If you believe that history echoes, then the Miran paper may be worth a read. On the history of monetary geopolitics more generally, I recommend Barry Eichengreen’s book Globalising Capital and The Summit by Ed Conway.
What will happen to UK prices? Will the Bank of England react?
We are going to see price volatility this year, with lots of people concerned about how the Bank of England might react. One scary study suggested that the trade war would ramp up prices, with the Bank hiking its key interest rate in response, leading to a deep recession.
A trade war is certainly not positive, but some of the most worrying stories are overdone, in my view. If a price change is mainly coming from a swing in US trade policy and/or the currency, the Bank of England may do very little. Its job is to target inflation, but it looks ahead to do this.
If the UK were to face a jump in prices as trade wars escalate, this kind of inflation is not a sign of a strong or overheating economy, so the double-whammy of this plus higher rates is unlikely. This was often the case following the global financial crisis of 2007-09, which brought with it a large depreciation of sterling (see Figure 4), higher inflation and weak growth.
Another way of putting this: if you have a mortgage and want to understand whether interest rates will rise or fall, it is probably better, despite all the news on trade, to look at UK wages. A big change here would be indicative of longer-run inflationary pressure, and more likely to trigger a reaction.
Figure 4: Dollar-sterling exchange rate, from 2005 to the present
Source: Bank of England
What does the public think?
America influences Britain, and we are just over a year away from key local elections, based on a new voting system akin to proportional representation that will give smaller parties considerably more power. What does the public, on each side of the Atlantic, think?
In the United States, this is a partisan issue (see Figure 5). A recent Ipsos poll of nearly 1,500 Americans found that almost 90% of Democrats believe that the tariffs will do more harm than good – with 67% strongly agreeing. Republicans were much more positive, with less than 10% strongly agreeing. Republicans were also more ambivalent: nearly 20% said they were unsure.
Figure 5: ‘US tariffs will do more harm than good’ agreement by partisanship
Source: Ipsos/Reuters polling of 1,486 US residents, 31 March to 2 April 2025
In the UK, there appears to be appetite for a retaliation. A recent YouGov poll found net support for retaliatory tariffs at 60%: 71% in favour, 11% against. But Britons express less certainty than other Europeans. Denmark, perhaps riled by President Trump’s approach to Greenland, is the country that with the strongest support for retaliation (see Figure 6).

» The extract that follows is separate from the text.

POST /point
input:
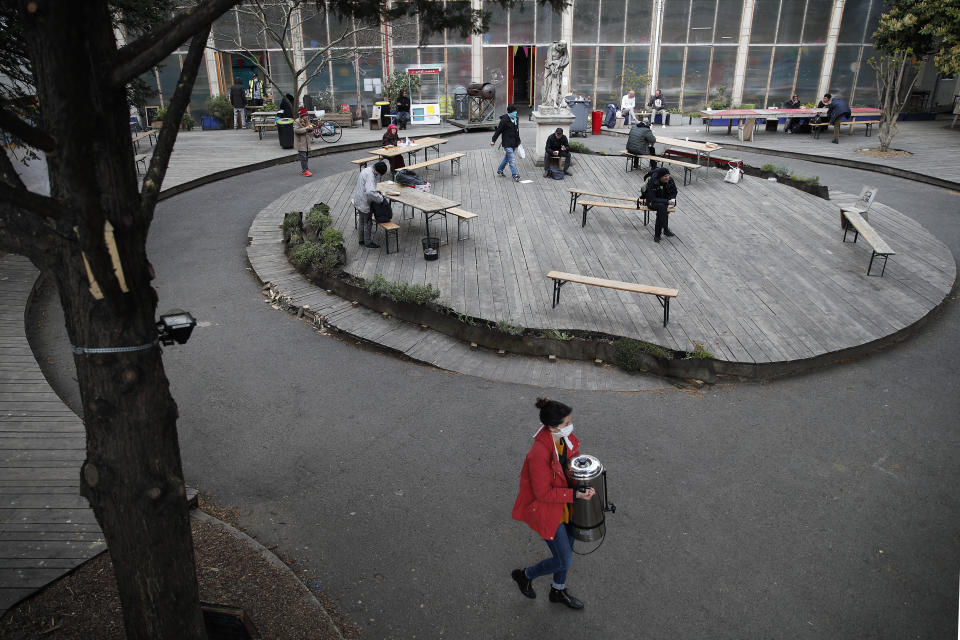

Figure 6: ‘Do you support or oppose retaliatory tariffs on US goods?’
Source: YouGov poll of 9,452 adults in Denmark, Sweden, Spain, France, Great Britain, Germany and Italy
Where can I find out more?
- Mary Amiti, Stephen Redding and David Weinstein (2019) ’The Impact of the 2018 Tariffs on Prices and Welfare’, Journal of Economic Perspectives 33(4): 187-210.
- Alberto Cavallo, Gita Gopinath, Brent Neiman and Jenny Tang (2021) ‘Tariff Pass-through at the Border and at the Store: Evidence from US Trade Policy’, American Economic Review: Insights 3(1): 19-34.
- Edmund Conway (2014) The Summit: The Biggest Battle of the Second World War – fought behind closed doors, Little, Brown.
- Barry Eichengreen (2019) Globalizing Capital: A History of the International Monetary System – Third Edition , Princeton University Press.
- Stephen Miran (2024) ‘A User’s Guide to Restructuring the Global Trading System’, Hudson Bay Capital, November.